S423 and its worth noting that we had climbed to 2,141 m (7,029 ft) altitude (from 1,064 m or 3,493 ft at S422) and were now finding Cumulopuntia (Maihueniopsis sensu Kiesling) boliviana growing alongside Echinopsis leucantha and Tephrocactus geometricans and at around 2400 m (7,830 ft) at S424 (Denmoza rhodacantha and T. geometricans) and S425 (D. rhodacantha, Lobivia (Soehrensia) formosa and M. boliviana).  I have to warn here that altitude readings from handheld GPS equipment can not be considered to be reliable, particularly if there has been no opportunity to calibrate the receiver at the start of the trip. Once the GPS has reported its latitude and longitude readings (quite quickly) it can take several more minutes when the system averages signals received from more satellites that help to improve the accuracy of altitude readings. As I find the precise altitude readings less important then taking pictures, I tend to switch off the GPS before it has reached that degree of accuracy. So why do I report the altitudes here? Because, as we climb higher, the air becomes thinner and at around these altitudes walking around taking pictures becomes harder, especially as ‘Clifftonaire’s Disease’ affects the body’s ability to get sufficient oxygen into the body.

Although the temperatures became more comfortable, the danger of sunburn is another feature to be aware of. Last year, in Chile, Alain Buffel became quite uncomfortable around San Pedro de Atacama, at similar altitudes. In days to come we would be climbing to almost twice these altitudes, at La Quiaca, so this was good preparation.

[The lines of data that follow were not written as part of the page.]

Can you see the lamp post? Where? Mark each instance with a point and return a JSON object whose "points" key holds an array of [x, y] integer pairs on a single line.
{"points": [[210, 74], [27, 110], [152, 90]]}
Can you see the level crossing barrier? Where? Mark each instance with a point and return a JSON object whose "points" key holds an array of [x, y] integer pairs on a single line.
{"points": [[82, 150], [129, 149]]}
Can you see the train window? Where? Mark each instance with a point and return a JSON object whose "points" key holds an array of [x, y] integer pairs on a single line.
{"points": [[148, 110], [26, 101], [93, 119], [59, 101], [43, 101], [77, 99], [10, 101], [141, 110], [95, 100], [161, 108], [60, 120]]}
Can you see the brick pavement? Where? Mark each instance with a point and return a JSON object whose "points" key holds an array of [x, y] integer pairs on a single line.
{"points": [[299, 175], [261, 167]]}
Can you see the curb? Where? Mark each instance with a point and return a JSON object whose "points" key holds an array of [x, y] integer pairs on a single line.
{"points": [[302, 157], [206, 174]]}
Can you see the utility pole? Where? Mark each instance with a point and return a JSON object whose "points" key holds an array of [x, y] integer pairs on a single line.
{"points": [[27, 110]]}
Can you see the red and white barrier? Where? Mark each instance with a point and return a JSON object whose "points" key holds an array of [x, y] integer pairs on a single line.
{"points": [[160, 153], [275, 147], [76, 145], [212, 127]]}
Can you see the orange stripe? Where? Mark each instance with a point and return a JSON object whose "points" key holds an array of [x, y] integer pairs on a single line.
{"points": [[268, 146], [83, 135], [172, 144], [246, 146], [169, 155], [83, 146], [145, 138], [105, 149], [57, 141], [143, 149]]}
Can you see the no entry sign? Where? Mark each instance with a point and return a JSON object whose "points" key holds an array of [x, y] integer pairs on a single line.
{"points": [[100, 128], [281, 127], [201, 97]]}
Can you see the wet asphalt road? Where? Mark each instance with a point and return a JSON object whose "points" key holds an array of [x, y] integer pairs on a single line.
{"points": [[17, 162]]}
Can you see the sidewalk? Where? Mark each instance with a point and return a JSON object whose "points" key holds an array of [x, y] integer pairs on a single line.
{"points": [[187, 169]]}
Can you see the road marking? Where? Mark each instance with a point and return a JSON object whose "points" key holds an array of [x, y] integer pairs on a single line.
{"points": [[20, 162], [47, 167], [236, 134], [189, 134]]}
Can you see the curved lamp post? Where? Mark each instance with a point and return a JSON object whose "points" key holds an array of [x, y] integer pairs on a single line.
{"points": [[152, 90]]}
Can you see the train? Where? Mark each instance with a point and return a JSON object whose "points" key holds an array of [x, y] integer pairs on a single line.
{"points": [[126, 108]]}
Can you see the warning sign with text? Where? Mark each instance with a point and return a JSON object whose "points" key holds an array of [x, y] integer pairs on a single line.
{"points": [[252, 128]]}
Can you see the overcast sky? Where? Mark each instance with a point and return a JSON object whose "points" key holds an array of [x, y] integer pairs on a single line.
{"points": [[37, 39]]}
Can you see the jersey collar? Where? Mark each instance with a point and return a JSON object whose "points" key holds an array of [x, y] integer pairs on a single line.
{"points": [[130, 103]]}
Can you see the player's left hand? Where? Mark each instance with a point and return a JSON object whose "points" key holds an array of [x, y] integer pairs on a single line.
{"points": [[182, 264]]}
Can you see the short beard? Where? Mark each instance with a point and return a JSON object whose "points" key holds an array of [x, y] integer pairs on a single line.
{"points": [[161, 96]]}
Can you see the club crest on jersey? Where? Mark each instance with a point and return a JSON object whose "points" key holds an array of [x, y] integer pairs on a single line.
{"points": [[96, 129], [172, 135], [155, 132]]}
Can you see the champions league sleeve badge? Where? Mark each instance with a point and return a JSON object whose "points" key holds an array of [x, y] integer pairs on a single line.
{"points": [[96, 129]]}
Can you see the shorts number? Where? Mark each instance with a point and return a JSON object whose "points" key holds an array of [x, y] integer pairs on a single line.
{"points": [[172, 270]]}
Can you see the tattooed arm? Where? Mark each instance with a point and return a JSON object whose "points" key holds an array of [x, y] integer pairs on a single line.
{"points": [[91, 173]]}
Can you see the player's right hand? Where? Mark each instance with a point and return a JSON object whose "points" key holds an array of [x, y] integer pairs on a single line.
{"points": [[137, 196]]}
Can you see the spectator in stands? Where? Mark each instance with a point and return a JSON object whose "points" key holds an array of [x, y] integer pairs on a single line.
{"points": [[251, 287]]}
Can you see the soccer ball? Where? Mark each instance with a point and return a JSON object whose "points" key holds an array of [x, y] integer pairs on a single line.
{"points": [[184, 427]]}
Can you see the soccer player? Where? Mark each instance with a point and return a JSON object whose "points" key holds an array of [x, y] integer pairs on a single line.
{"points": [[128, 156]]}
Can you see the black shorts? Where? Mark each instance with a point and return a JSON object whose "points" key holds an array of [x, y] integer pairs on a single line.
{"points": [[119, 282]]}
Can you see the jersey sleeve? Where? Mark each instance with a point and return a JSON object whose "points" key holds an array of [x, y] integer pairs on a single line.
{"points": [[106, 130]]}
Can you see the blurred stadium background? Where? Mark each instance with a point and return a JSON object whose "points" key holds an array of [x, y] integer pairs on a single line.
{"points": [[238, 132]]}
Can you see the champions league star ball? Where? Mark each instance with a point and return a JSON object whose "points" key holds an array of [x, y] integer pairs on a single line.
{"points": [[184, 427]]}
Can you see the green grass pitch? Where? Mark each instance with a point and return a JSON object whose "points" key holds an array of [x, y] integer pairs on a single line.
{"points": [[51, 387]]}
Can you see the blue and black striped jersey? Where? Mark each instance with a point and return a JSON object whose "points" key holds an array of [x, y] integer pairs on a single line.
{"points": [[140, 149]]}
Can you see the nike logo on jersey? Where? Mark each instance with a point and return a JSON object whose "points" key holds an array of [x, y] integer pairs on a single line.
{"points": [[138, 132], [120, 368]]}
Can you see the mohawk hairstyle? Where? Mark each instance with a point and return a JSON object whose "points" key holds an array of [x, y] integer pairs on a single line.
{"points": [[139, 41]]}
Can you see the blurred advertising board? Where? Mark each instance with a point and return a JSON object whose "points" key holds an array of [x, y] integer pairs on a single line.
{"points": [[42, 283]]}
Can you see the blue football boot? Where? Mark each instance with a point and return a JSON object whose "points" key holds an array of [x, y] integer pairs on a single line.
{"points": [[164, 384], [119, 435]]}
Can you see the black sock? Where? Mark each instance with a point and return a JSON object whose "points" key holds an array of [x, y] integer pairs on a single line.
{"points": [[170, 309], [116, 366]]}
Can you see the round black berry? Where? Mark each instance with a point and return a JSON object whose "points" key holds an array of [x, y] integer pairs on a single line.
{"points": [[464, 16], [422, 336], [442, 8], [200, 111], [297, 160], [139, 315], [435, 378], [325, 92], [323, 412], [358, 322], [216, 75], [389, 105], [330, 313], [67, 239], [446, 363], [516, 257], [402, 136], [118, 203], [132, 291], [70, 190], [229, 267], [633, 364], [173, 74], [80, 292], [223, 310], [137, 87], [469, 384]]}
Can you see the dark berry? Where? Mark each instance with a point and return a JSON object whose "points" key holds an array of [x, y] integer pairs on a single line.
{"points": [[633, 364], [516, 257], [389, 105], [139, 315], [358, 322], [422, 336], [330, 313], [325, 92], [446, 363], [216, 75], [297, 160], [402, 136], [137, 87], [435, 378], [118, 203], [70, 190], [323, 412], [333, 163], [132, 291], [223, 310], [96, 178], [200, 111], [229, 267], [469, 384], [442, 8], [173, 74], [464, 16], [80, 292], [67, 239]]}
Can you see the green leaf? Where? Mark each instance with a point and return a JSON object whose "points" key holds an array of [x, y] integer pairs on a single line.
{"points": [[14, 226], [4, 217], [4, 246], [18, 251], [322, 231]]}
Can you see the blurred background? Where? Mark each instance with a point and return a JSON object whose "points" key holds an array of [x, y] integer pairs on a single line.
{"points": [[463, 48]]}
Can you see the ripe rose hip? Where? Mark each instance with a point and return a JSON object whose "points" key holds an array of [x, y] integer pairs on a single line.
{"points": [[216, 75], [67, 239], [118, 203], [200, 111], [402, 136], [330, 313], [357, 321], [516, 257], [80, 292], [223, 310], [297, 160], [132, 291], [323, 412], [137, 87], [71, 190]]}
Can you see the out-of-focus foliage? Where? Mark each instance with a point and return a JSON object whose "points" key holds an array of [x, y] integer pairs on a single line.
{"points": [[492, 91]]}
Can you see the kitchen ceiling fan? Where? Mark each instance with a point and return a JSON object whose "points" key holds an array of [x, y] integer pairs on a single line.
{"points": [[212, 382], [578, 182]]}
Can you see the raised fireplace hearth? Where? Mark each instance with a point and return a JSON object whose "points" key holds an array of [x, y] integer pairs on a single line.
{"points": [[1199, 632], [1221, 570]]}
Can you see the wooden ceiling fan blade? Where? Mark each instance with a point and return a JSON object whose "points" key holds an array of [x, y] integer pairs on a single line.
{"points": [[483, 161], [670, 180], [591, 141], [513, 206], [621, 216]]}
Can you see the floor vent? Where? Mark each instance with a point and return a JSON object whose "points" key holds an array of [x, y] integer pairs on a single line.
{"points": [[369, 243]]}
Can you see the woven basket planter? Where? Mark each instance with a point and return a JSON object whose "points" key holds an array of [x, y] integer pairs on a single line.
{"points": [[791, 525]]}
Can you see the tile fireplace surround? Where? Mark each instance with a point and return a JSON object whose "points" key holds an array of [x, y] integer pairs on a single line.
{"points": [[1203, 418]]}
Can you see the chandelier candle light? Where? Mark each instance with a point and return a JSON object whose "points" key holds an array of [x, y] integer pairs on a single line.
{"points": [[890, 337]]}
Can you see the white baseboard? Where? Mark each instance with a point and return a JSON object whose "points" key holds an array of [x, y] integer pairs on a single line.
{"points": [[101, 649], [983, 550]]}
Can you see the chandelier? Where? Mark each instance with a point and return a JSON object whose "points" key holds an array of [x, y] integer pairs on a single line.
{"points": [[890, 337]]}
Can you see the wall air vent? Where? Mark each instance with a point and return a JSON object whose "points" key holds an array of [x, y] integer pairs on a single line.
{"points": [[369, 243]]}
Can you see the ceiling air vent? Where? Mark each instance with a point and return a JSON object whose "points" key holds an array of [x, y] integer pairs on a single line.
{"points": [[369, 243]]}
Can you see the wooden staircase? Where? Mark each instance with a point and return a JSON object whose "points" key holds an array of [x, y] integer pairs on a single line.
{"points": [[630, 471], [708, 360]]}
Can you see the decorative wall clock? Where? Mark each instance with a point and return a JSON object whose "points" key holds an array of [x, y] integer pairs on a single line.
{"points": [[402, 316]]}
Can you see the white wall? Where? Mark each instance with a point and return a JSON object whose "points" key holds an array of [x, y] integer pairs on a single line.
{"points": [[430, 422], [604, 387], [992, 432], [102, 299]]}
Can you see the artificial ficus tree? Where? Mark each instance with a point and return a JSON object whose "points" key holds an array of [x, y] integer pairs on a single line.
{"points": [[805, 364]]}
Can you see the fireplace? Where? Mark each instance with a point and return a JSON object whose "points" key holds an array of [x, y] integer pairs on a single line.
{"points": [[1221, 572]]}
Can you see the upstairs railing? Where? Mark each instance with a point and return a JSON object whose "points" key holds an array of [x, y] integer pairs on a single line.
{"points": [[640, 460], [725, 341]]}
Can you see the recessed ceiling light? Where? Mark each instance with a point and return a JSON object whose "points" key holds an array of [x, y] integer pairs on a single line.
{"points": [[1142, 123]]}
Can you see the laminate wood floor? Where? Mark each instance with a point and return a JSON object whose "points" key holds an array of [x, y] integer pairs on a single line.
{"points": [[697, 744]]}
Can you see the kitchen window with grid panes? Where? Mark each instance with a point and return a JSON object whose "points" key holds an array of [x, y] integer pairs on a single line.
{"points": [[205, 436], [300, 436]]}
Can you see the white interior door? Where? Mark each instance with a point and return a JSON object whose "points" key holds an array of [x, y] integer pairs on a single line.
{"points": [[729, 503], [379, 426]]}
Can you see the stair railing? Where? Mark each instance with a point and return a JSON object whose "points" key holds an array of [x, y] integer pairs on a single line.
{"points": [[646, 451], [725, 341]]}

As shadows were lengthening, we had one more objective, to find Lobivia bonniae. I had received GPS data for its location from a friend (thanks Brian! I owe you a beer at ELK 2006) but our first attempt (S0426) led up a narrow canyon where we met a dry but highish waterfall that was too difficult for some of the party. Those that conquered the obstacle reported that the canyon just got narrower and seemed to be a dead end. Back to the bus, Guillermo started up his laptop and we consulted Brian’s email to confirm GPS details. We were close, but not close enough. A second attempt, (S0427) a few hundred meters along, brought us in a much wider dry valley and there, on a ridge, alongside T. geometricans and the omni-present E. leucantha, we found a dozen plants of L. bonniae, as shadows lengthened (last picture at 18:50!). Despite the poor light for photography, I also managed to get 2 shots of a Pterocactus. The name P. megliolii was suggested, but this is reported from the province of San Juan, while we were some distance further north, in Catamarca, from where P. tuberosus has been reported. More reading to do. Any suggestions from readers with a passion for these plants are welcome.


S0427 – Echinopsis (Lobivia) bonniea

These digests are becoming longer each day and I promise to try (but won’t guarantee) to be briefer in future.